Assim, coloca-se uma outra pergunta, esta de alcance mais repentino do que a que foi colocada anteriormente: poderá o Estado Islâmico preparar um novo atentado na Europa para compensar os golpes que tem sofrido no coração do califado?

Os atentados de 13 de novembro em Paris, reivindicados pelo Estado Islâmico, foram dos mais sangrentos da Europa. Morreram 130 pessoas.

“Poderá haver uma reação acossada”, escreve Pathé Duarte. “Haverá sempre a probabilidade de um atentado em solo europeu. Urge provar que ainda representam uma ameaça que pode condicionar o nosso quotidiano, criar disrupção social.” Stroobants concorda, afirmando que neste momento “existe um risco maior de haver um atentado”. Até porque a “dualidade” do Estado Islâmico torna-o possível: “Eles podem mudar-se de um combate para o outro com relativa facilidade”.

Witney, o antigo diretor da Agência Europeia de Defesa, argumenta que, na teoria, essa hipótese pode fazer sentido para o Estado Islâmico. “Eles sabem muito bem o impacto que os seus atentados têm causado”, explica. “No caso de Bruxelas, o aeroporto ainda não voltou ao funcionamento normal.
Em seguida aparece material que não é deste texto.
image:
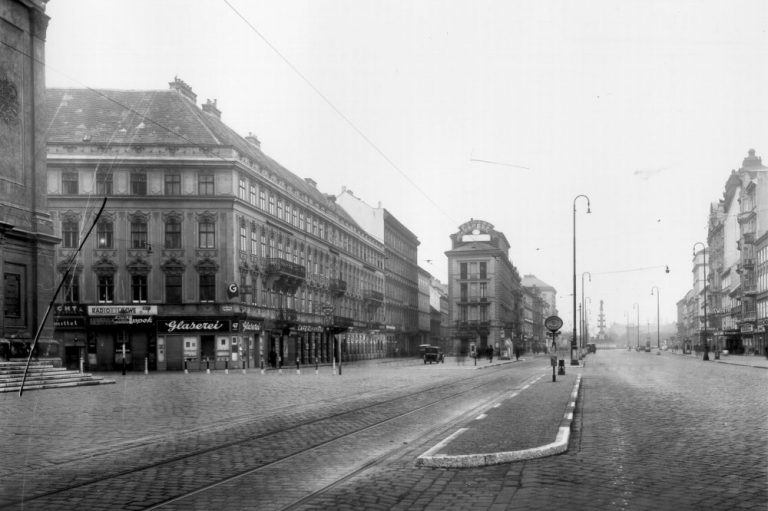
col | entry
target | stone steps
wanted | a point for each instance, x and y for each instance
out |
(43, 376)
E devido aos atentados, a França está a desviar-se lentamente para uma política externa que é potencialmente perigosa e a partir da qual o Estado Islâmico pode tirar proveitos.” Por isso, é perentório na resposta à pergunta “pode haver novos atentados?”. “Sim”, devolve.

Mas há um “mas”, acrescenta. “A maior parte das pessoas pode pensar que preparar e executar um atentado é tão simples quanto alugar uma cave, guardar umas quantas armas e explosivos e, depois, estala-se os dedos e faz um atentado”, ironiza. “Não há nada de mais errado. A verdade é que planear um atentado é bastante difícil, requer que muitos fatores se alinhem para tudo dar certo para o lado dos terroristas e não para o lado dos serviços secretos”, diz, referindo-se ao anúncio feito em março pela ministra da Administração Interna do Reino Unido, Theresa May, que disse que nos 18 meses anteriores tinham sido impedidos sete ataques em solo britânico.
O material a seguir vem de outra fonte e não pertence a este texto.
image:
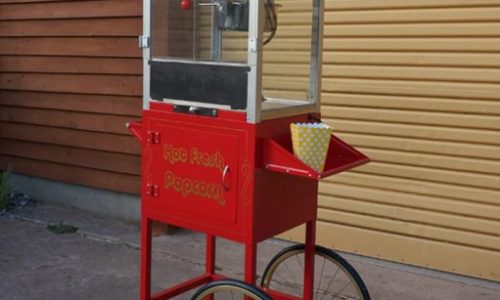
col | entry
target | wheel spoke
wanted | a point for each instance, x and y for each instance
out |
(321, 277)
(330, 283)
(334, 276)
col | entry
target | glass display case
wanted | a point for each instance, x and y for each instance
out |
(260, 57)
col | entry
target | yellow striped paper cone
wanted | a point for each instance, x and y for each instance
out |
(310, 143)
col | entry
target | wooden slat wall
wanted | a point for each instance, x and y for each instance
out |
(70, 79)
(416, 86)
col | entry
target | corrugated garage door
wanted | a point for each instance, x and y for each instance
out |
(70, 78)
(416, 86)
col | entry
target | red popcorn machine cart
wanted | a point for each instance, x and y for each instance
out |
(223, 82)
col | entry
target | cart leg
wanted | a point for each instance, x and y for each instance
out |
(210, 259)
(210, 255)
(145, 290)
(250, 263)
(309, 260)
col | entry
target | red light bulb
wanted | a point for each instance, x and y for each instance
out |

"O terrorismo é isso: criar medo dentro de um grupo e tentar influenciar a opinião pública através de ataques descarados e quase aleatórios. O objetivo em si não é matar esta ou aquela pessoa em particular, mas garantir que todas as outras viram o que se passou."
Witse van der Berge, professor da Universidade de Leiden e especialista em terrorismo

De há cinco meses a esta parte, van de Berge tem feito um exercício com os seus alunos na Universidade de Leiden: divide a turma em dois, metendo “terroristas” para um lado e “contra-terroristas” para o outro. O que pode parecer um videojogo ao primeiro olhar é, de facto, um verdadeiro quebra-cabeças, garante. “Depois de lhes dar os dados e as ferramentas que têm ao seu dispor, os meus alunos acabam sempre por chegar ao mesmo ponto: os terroristas nunca ganham”, explica, salvaguardando que na vida real nem sempre é assim.
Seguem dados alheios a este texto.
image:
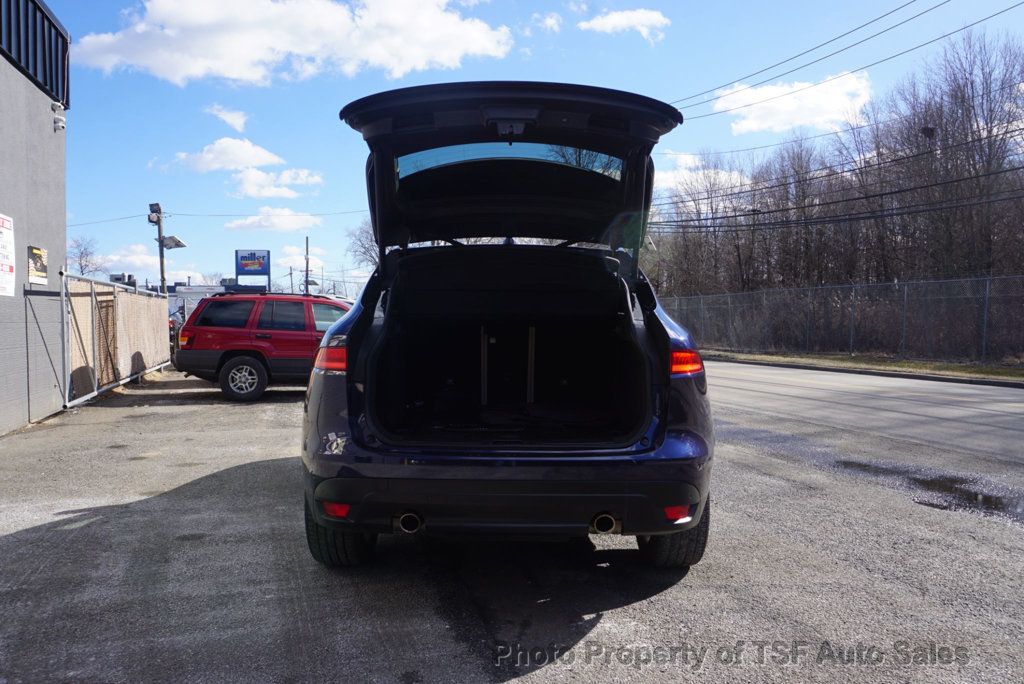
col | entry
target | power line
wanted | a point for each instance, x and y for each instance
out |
(824, 135)
(796, 56)
(190, 215)
(299, 214)
(821, 58)
(833, 171)
(849, 73)
(861, 198)
(680, 226)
Mesmo que a estatística não seja favorável aos terroristas, o medo persiste. “E é precisamente isso que eles pretendem”, explica van der Berge. “Querem, e muitas vezes conseguem, criar medo dentro da sociedade. O terrorismo é isso: criar medo dentro de um grupo e tentar influenciar a opinião pública através de ataques descarados e quase aleatórios. O objetivo em si não é matar esta ou aquela pessoa em particular, mas garantir que todas as outras viram o que se passou”, argumenta. “É essa a parte que assusta, mesmo que a probabilidade diga que isso é difícil. Um idiota. É quanto bata para haver um novo atentado na Europa.”